Chiamiamo tutte queste realtà a costruire assieme la manifestazione nazionale
di sabato 20 marzo 2010.

Ciascuna con la propria esperienza e specificità, ciascuna con la propria
ricchezza e capacità.

Pensiamo che la manifestazione, oltre ad essere un importante ed unificante
momento di lotta, ponga con intelligenza e determinazione la questione della
democrazia partecipativa, ovvero l’inalienabile diritto di tutte/i a decidere e
a partecipare alla gestione dell’acqua e dei beni comuni, del territorio e dell’
energia, della salute e del benessere sociale.
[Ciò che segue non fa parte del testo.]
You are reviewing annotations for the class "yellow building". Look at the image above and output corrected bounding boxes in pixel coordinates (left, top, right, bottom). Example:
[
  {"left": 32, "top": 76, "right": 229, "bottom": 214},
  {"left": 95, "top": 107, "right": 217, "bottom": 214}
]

Consapevoli delle nostre differenze, accomunati dal medesimo desiderio di un
altro mondo possibile.

FORUM ITALIANO DEI MOVIMENTI PER L’ACQUA.

 

 

 

Ferrero e Campese (Prc-Se): “ACQUA, ADERIAMO A MANIFESTAZIONE DEL 20 MARZO E SOSTENIAMO REFERENDUM CONTRO LA PRIVATIZZAZIONE DELL'ACQUA

 

L’indignazione popolare non è stata sufficiente a bloccare, per ora, il processo di privatizzazione dell’acqua. Noi che da sempre ci battiamo in favore dell’acqua come bene comune, per una gestione pubblica e contro ogni tentativo di privatizzazione, non ci fermeremo di fronte alle decisioni prese dal Parlamento ed impartite dalle multinazionali dell’acqua e da qualche spregiudicato speculatore.  La mobilitazione dal basso, che abbiamo visto crescere negli ultimi mesi insieme alla consapevolezza della posta in palio, deve ora proseguire e l’acqua deve essere sottratta alle logiche mercantili fatte a scapito della collettività. Anche per questo aderiamo con convinzione all’appello lanciato dal Forum italiano dei movimenti per l’acqua e parteciperemo alla grande manifestazione che si terrà il 20 marzo a Roma. Rifondazione comunista e la Federazione della Sinistra saranno in prima linea per bloccare ogni ipotesi di privatizzazione, insieme alle altre forze politiche e sociali che condividono il percorso referendario. Rifondazione comunista mette quindi a disposizione le proprie strutture per il prosieguo di questa importante battaglia che avrà un primo grande momento importante con la manifestazione del 20 marzo e, subito dopo, con la fase di raccolta di firme che avverrà a partire dal prossimo mese di aprile.